I, Driver

“I drive”.

And with those two words, director Nicolas Winding Refn reveals his intentions for Drive, a taut actioner and disarming character study that filters Jean-Pierre Melville’s Le Samouraï through the slick lens of Michael Mann. Ryan Gosling’s hero, known only as “Driver”, is a page Refn tears right out of the Sergio Leone “man with no name” playbook. He is a man of action—he has no extraneous backstory, he doesn’t do any grand-standing, and his speech is direct and deliberate. Whether driving a getaway vehicle, working as a grease monkey, performing stunts for B-movie action flicks, or aspiring to race professionally in the stock car circuit, Driver is his profession.

Like Le Samouraï, The American, or even Hanna before it, the bulk of Drive’s conflict is gleaned from the nameless protagonist becoming too attached to otherwise incidental characters until their safety’s threatened and the job is made personal. Where Drive succeeds is in how Refn overcomes the formulaic nature of such a narrative which is to say through every other aspect of this film.

The onscreen talent in Drive is astounding. Driver and Irene (the enchanting Carey Mulligan) share a chaste, fairytale love story, but rather than prattling on, they barely utter a word, instead conveying volumes through their innocent, aching gazes. Everyone else overcompensates with their loquaciousness, a cast of dangerously inept gangsters and wannabe players each scrambling desparately to avoid the fatal consequences to their involvement in Drive’s central plot. Bryan Cranston’s hapless but well-intentioned big-mouth, Shannon, continues to dig Driver, Irene, and himself into a continually deeper hole with the ruthless Nino (Ron Perlman) and his increasingly vexed partner Bernie Rose, superbly played against type by Albert Brooks in a performance analogous to Henry Fonda’s villainous turn in Once Upon A Time In The West. One of the many great joys of Drive is there is no transformation for these characters; Refn simply throws them together and let’s the audience watch the violent drama transpire.

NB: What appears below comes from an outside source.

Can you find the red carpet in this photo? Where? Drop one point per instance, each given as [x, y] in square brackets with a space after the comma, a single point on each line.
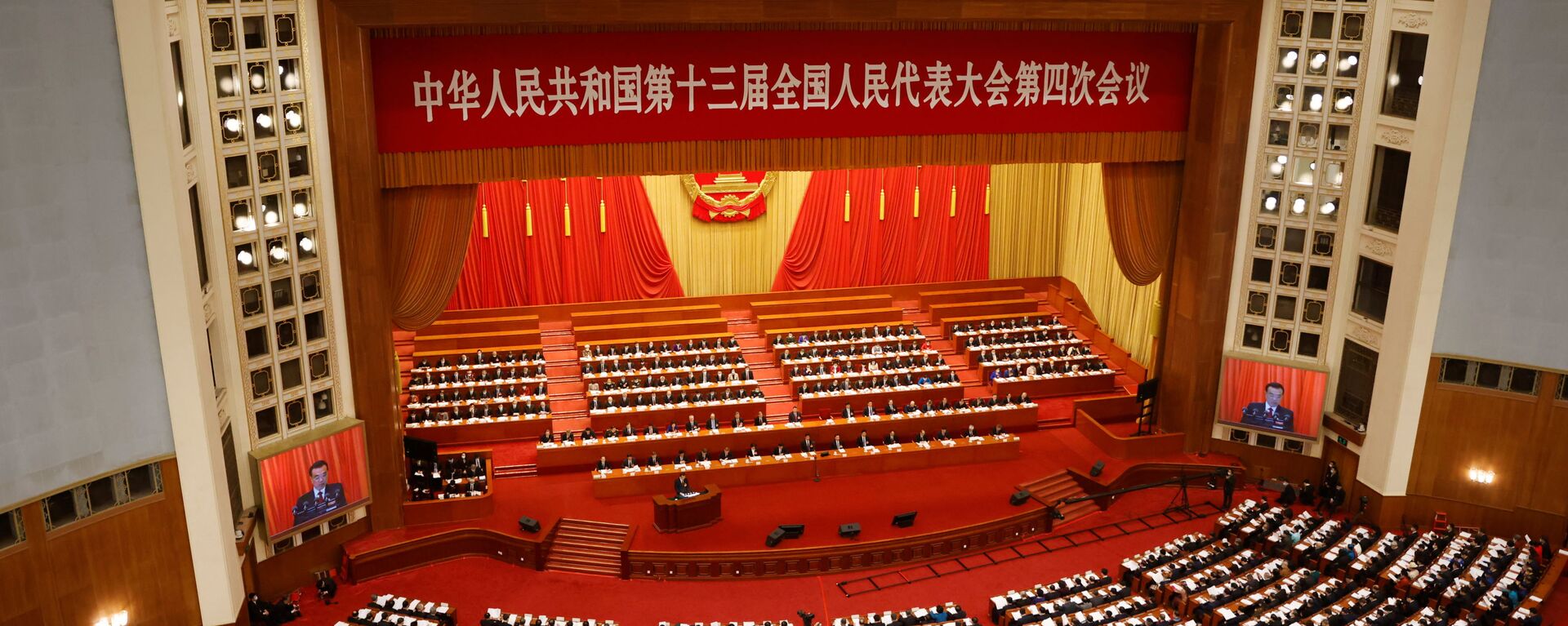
[944, 496]
[472, 585]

What ensues is riveting, a series of concise but powerful moments aided in no small part by Refn’s arthouse flair. The opening getaway sequence, consisting of fly-over shots of a midnight Los Angeles and tight interiors of Driver chewing on a toothpick and clenching his leather-clad hand as he cautiously eludes the authorities, is not only the most intense sequence of the year but consists of the most original vehicular stunt work since Bullitt. Throughout, Refn’s sparse dialogue, slow-burn approach serves Drive better than similar recent genre films such as Hanna or The American. Where Joe Wright and Anton Corbijn’s respective works missed the mark was not in the build up of tension but in the release, a technique Refn masters in Drive to palm-sweating perfection. And, rather than pulling any punches by “artistically” cutting away to maintain a PG-13, Drive is gratuitously brutal when the violence peaks, evidenced further by Driver’s increasingly bloodied scorpion-emblazoned racing jacket.

Drive is a simple tale told exceptionally well. Though imperfect (it’s hard not to be a tad disappointed after such a tense opening) and certain to be dismissed by some as unendurable and indecipherable, Drive is a patient, excating work beautifully composed and masterfully crafted with all the impact of classic cinema. Nicolas Winding Refn’s Drive is only going to grow in esteem and is sure to age like a fine wine.